“Don’t bother the dog when he’s eating,” is advice that dog owners hear all the time, especially new owners who’s just gotten their pups. This is based on the hunch that dogs are protective of things they want, such as food. But, should we really take that advice to heart?
What Is Resource Guarding?
Resource guarding refers to a dog’s behavior, such as snapping and growling, that is meant to show other dogs and humans to stay away from a thing they consider a treasure or “resource.”
This resource is anything that the dog considers important, such as food, treats, toys, a place, or even a person.
Dogs are opportunistic feeders, they have evolved into a species that is able to adapt to whatever food is available, also resulting in them protecting what they consider as theirs. So naturally, resource guarding is a normal dog behavior.
Most scenarios of resource guarding would involve dogs communicating and displaying aggressive body language as a way of saying that the resource is theirs and they are not giving it up. The other dog, the “potential takers” would usually back down.
It is also common for dogs to fight over resources and the best thing to do would be to separate them if their desired objects are around. Putting them in different rooms while they’re eating and removing these resources when the dogs are together can calm down the situation.
The Problem with Resource Guarding
Resource guarding can be a serious problem if let on. It can be harmful when a dog gets aggressive around his human family when he feels his resources are threatened, especially with children.
Young, small children who carry around toys and food are usually the common victims of a dog’s aggressive resource guarding. Since they are young, the concept of respecting a dog’s possession can also be quite hard to understand, and would just reach and grab for it. This can result in injuries, scratches, and even biting. Considering the height of kids, injuries and bites can be in the upper body or on the face.
What Does Resource Guarding Look Like?
Dogs can be possessive of different kinds of objects. Some would only guard objects they are actually holding, like a toy or a bone, or when they are eating. Some dogs are protective of things that are within their territory, while guards places they find comfortable like a couch or a bed. They protect these from other dogs, humans, or both.
Dogs also have different reactions when resource guarding. Some dogs have little response, such as simply moving the object away, while others have a more aggressive reaction like snarling, growling, snapping, and worse, biting.
Snarling and growling can be considered warnings from the dog and it is important to know that it should never be punished or scolded for giving out these warnings. The worse consequence would be for the dog to stop giving warnings and just immediately attack.
What to do?
You could have a puppy or a dog that doesn’t resource guard yet, it is important that you teach them how to willingly give up a resource.
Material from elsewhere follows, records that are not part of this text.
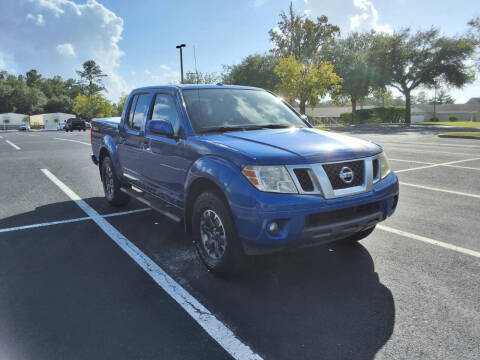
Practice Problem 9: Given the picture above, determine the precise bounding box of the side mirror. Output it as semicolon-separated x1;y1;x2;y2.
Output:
148;120;174;138
300;114;313;127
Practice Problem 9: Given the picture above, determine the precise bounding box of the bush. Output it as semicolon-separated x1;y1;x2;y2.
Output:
340;106;405;125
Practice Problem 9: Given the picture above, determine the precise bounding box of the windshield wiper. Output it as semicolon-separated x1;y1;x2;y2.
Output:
200;126;249;134
201;124;292;133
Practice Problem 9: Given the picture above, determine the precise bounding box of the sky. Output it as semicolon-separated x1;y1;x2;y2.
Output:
0;0;480;103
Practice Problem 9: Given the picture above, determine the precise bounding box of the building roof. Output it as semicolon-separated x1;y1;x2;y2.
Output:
465;98;480;104
297;105;376;117
412;103;480;113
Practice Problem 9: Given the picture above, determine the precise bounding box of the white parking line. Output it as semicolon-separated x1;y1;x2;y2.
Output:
380;141;480;149
42;169;262;360
5;140;21;150
377;224;480;258
389;158;480;172
388;158;435;165
400;181;480;199
54;138;91;146
384;146;473;156
0;208;151;233
395;158;480;173
442;165;480;170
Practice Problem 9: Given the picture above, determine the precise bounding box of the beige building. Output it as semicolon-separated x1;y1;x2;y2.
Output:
30;113;75;130
0;113;29;130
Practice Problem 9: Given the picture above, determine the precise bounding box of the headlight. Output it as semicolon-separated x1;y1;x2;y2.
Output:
379;151;391;179
242;165;298;193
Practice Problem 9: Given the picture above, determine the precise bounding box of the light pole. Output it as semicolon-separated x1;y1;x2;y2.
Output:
176;44;186;84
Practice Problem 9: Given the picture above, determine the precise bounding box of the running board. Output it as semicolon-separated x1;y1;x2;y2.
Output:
120;187;182;222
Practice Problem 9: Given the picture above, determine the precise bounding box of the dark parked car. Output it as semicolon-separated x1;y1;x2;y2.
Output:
65;118;87;131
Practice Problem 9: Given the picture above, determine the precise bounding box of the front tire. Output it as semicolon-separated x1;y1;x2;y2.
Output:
102;156;130;206
192;191;246;275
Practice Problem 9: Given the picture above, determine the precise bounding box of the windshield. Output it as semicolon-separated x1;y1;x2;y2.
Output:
183;89;306;133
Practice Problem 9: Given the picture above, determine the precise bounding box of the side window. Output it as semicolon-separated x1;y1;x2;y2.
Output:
152;94;180;134
132;94;150;130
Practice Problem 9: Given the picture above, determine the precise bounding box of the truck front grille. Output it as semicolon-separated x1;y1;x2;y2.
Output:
372;159;380;180
323;160;365;190
293;169;314;191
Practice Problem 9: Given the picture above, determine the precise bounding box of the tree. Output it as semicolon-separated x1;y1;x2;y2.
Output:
73;94;115;120
183;71;220;84
268;2;340;62
412;90;428;104
326;33;375;119
275;56;342;114
25;69;42;87
373;29;475;124
222;54;280;91
77;60;107;95
468;17;480;70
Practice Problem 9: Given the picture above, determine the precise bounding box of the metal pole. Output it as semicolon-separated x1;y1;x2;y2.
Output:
176;44;186;84
180;48;183;84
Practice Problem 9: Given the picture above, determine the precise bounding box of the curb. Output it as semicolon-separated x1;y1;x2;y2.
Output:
437;134;480;140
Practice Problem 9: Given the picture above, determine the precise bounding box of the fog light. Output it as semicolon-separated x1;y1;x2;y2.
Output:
267;221;278;235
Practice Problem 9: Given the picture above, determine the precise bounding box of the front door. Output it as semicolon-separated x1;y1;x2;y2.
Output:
118;94;151;187
144;93;189;207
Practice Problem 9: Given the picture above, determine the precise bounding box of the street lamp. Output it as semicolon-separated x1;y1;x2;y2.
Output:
176;44;186;84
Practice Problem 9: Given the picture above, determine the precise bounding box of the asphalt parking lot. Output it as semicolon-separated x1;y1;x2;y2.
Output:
0;128;480;359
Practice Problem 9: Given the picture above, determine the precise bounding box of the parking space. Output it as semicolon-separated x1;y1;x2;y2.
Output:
0;131;480;359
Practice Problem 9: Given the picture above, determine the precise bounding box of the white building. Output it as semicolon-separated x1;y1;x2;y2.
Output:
0;113;28;130
30;113;75;130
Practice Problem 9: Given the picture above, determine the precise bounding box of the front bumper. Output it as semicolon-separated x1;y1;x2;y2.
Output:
232;173;398;255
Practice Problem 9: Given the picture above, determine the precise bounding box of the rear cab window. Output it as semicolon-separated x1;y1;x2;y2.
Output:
150;93;180;135
126;94;150;131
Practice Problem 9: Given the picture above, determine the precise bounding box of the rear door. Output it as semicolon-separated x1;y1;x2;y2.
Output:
118;93;151;188
144;91;189;207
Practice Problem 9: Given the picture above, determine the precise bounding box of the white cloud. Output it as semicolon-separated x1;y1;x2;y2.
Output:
0;0;128;100
145;64;180;86
305;0;392;35
26;13;45;25
350;0;392;32
253;0;267;7
57;43;77;57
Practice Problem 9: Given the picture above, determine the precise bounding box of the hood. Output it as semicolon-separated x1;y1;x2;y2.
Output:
202;128;382;165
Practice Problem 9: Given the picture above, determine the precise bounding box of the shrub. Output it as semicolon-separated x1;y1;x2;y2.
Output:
340;106;405;125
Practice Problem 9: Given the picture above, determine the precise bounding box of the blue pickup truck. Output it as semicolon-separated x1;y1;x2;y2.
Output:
91;84;398;273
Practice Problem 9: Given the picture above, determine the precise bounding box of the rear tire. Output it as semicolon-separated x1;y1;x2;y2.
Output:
102;156;130;206
344;225;375;243
192;191;246;276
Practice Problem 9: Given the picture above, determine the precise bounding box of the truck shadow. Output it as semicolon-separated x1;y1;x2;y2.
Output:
0;198;395;360
179;239;395;359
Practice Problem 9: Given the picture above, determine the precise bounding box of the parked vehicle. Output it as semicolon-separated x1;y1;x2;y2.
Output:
65;118;87;132
91;84;399;273
18;123;30;131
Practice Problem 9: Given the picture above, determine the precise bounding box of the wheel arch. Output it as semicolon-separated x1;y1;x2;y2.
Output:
184;177;231;234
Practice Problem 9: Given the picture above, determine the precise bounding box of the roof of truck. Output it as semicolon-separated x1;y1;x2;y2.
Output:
131;84;263;91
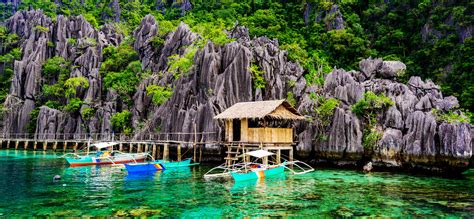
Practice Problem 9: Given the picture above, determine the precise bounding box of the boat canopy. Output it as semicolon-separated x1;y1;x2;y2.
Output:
245;150;274;158
89;142;119;150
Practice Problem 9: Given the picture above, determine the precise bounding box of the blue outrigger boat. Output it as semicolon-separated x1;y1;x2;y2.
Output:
125;158;198;173
204;150;314;182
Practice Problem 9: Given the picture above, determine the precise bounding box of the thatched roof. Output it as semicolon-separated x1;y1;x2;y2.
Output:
214;100;304;120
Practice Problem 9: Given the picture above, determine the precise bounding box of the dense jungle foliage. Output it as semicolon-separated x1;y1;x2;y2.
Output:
0;0;474;114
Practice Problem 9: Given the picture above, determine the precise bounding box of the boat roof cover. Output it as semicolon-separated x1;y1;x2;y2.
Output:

Here are a few tips you can follow to control your dog’s resource guarding.
Control its environment
Observe and make a list of all the things that your dog is possessive with and think of a way to remove its access to these. However, everyday necessities, like food bowls, are not applicable to this.
If your dog is possessive over a certain item in the kitchen or in your room, block his access to these areas. Since he’s not allowed anywhere near these places, he couldn’t resource guard.
Create a safe space
Dogs get aggressive when they are threatened or if they feel like someone or something is out to get their precious food, treats, and other valuable resources. One of the things you can do is to create a peaceful space for them.
If they aggressively guard their food bowl, feed them in a separate area, blocking the entrance from other dogs or humans, and let the dog eat in peace. Blocking the entry is often overlooked but it’s equally important, especially if you have small children in the house.
Drop it and leave it training
All dogs, especially those that struggle with resource guarding, should learn the drop it and leave it cues.
Drop it means teaching your dog to let of something that’s in their mouth. If the dog gets possessive over food, start practicing the drop it cue with toys and eventually moving on to food trades. If they drop a low-value objective, they get rewarded with a high-value treat.
Leave it is teaching your dog to turn or walk away from something. Make sure to reward your dog with an equal or higher value treat. This technique speeds up the learning process of your dog.